Discrete Random Variables and Probability Distributions

3-1 Discrete Random Variables

  • Discrete random variables can take on a countable number of values.
  • Example: The number of lines in use in a business communication system can range from 0 to 48.
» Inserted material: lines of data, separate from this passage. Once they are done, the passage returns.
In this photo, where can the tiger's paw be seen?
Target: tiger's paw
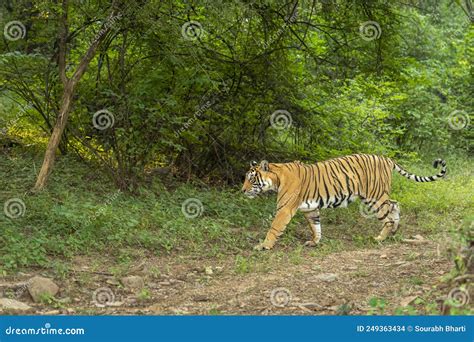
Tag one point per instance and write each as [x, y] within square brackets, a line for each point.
[263, 246]
[311, 243]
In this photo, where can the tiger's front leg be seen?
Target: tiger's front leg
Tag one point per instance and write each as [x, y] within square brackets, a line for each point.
[281, 220]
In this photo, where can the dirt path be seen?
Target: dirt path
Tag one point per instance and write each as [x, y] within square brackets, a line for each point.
[338, 283]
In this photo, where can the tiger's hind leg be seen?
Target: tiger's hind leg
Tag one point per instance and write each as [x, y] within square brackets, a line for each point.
[315, 224]
[389, 214]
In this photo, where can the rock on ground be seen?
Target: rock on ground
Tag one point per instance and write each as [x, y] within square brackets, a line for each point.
[133, 282]
[14, 305]
[39, 287]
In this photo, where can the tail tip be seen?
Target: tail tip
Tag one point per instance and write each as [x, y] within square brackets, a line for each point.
[439, 161]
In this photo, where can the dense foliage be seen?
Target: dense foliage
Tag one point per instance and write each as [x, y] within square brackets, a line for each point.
[205, 86]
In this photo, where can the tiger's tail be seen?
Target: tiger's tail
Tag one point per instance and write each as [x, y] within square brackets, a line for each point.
[415, 178]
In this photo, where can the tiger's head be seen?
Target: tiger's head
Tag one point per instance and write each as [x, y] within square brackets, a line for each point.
[259, 179]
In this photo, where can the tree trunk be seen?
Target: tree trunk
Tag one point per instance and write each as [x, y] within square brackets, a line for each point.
[68, 92]
[50, 154]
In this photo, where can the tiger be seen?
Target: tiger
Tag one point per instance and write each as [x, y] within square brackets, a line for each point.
[329, 184]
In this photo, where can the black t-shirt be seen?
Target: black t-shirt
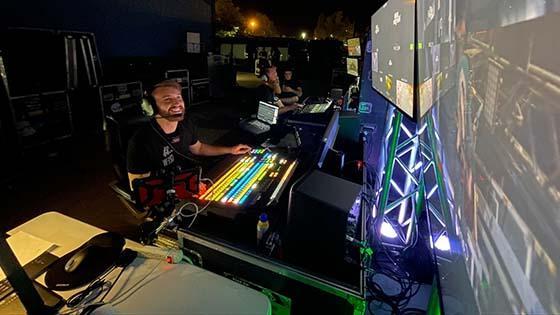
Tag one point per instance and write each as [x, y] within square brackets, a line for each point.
[294, 84]
[149, 152]
[266, 94]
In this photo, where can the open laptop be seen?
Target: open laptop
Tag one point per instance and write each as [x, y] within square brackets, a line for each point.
[315, 106]
[267, 115]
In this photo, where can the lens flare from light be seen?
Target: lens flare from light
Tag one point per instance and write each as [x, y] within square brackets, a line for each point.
[387, 230]
[442, 243]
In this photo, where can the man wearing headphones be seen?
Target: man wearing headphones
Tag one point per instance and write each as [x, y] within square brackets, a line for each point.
[168, 139]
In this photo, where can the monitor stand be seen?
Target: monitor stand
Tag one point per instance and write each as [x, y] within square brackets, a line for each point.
[23, 286]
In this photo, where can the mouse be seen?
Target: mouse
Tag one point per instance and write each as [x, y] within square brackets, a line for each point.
[77, 259]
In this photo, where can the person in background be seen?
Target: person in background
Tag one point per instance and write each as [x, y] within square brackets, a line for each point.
[270, 88]
[261, 63]
[291, 89]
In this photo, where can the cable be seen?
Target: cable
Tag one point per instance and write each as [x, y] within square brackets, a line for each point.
[207, 179]
[136, 286]
[112, 285]
[78, 298]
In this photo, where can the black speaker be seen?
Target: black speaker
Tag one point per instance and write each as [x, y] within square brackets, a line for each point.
[317, 222]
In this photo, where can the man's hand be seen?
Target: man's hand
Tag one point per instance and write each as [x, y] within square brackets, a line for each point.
[287, 89]
[296, 106]
[240, 149]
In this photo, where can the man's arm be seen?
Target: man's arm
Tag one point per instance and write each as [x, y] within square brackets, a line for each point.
[298, 91]
[285, 108]
[132, 177]
[205, 149]
[290, 99]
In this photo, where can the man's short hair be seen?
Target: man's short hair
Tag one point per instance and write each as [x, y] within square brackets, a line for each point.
[165, 84]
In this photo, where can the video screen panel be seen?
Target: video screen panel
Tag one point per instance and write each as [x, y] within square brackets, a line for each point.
[497, 123]
[354, 49]
[392, 66]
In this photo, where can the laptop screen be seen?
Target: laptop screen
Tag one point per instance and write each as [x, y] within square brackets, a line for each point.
[267, 113]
3-2 Probability Distributions and Probability Mass Functions

  • Probability mass function (PMF) for a discrete random variable X is defined as:
    • Conditions:
    1. f(x) \geq 0
    2. \sum f(x) = 1
    3. f(x) = P(X = x_i)
  • Example: If a wafer has a 0.01 probability of contamination, the PMF can represent sequences of outcomes.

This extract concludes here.